During a press conference with Mullen, Gen. Chen Bingde, chief of the General Staff of the People's Liberation Army, offered some unsolicited advice for policymakers in Washington. "I know the U.S. is still recovering from the financial crisis," Chen said. "Under such circumstances, it is still spending a lot of money on its military and isn't that placing too much pressure on the taxpayers? If the U.S. could reduce its military spending a bit and spend more on improving the livelihood of the American people … wouldn't that be a better scenario?" Chen's suggestion was undoubtedly designed to reinforce doubts about the Pentagon's ability in the long run to fulfill its security commitments to the region. China's message to its neighbors is that they should take those doubts into account when formulating foreign policy.

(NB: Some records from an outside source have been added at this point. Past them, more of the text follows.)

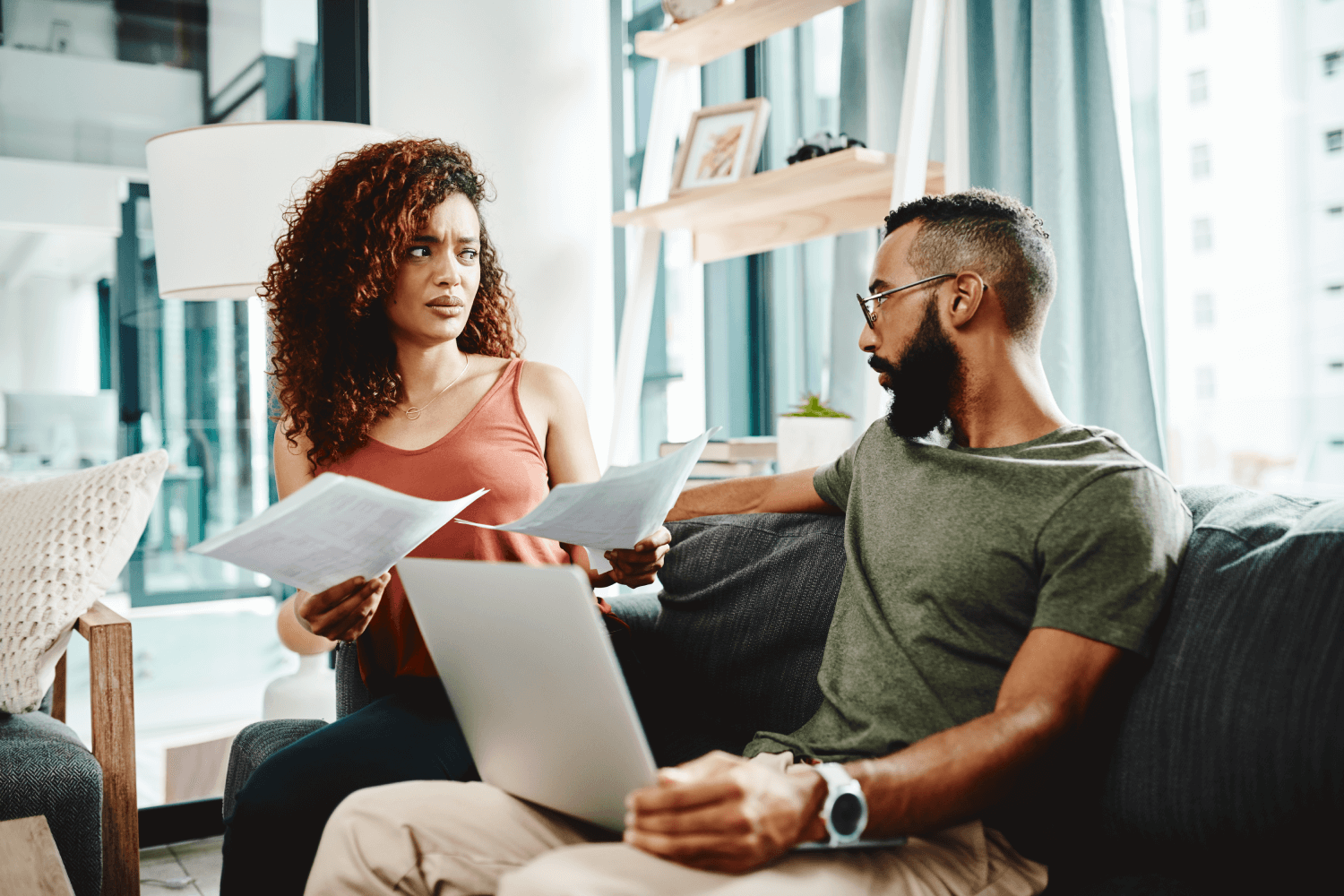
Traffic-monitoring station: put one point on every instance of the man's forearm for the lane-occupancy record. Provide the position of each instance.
(956, 774)
(784, 493)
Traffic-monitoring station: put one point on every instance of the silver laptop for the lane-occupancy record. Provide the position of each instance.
(529, 667)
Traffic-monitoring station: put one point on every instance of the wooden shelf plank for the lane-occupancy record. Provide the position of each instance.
(835, 194)
(726, 29)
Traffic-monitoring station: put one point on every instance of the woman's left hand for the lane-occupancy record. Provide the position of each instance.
(639, 564)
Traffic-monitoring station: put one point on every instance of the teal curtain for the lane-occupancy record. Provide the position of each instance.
(1051, 124)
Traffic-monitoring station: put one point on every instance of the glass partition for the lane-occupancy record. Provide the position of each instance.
(96, 366)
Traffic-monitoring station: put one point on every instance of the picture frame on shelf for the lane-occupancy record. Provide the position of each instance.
(722, 144)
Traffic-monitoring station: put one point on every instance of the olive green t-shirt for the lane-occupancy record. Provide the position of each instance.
(953, 555)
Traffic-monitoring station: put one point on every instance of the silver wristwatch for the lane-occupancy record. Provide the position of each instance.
(846, 812)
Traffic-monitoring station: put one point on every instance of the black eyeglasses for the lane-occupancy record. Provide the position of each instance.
(871, 316)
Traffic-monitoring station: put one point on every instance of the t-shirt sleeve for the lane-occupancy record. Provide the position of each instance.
(1109, 557)
(832, 479)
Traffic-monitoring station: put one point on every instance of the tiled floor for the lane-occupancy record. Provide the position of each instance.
(198, 860)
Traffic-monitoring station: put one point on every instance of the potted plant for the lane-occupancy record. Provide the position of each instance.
(812, 435)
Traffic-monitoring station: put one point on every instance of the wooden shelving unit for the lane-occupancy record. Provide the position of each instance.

Chen also publicly criticized military training exercises U.S. forces recently conducted with Vietnam and the Philippines. Chen asserted that the timing of the exercises was "inappropriate … [a]t this particular time, when China and the related claimants [to the South China Sea] have some difficulties, have some problems with each other." Chen's message is that it is illegitimate for the United States to interfere with a squabble in China's neighborhood. From China's perspective, such interference only makes it more difficult to resolve the South China Sea dispute - on terms Beijing would prefer.
American officials are likely to respond by ignoring Chen's remarks and carrying on with business as usual. Indeed, the Pentagon plans to further expand its military-to-military agenda with China by hosting a Chinese visit to U.S. Pacific Command headquarters and by including Chinese forces in upcoming anti-piracy and disaster relief training exercises.
But China will very likely continue to patiently assert its claims in the South China Sea, question the legitimacy of a U.S. presence there, and raise questions about the reliability of U.S. security promises. Before the financial crisis, U.S. policymakers had not heard such challenges. Now they have a new problem in their inbox.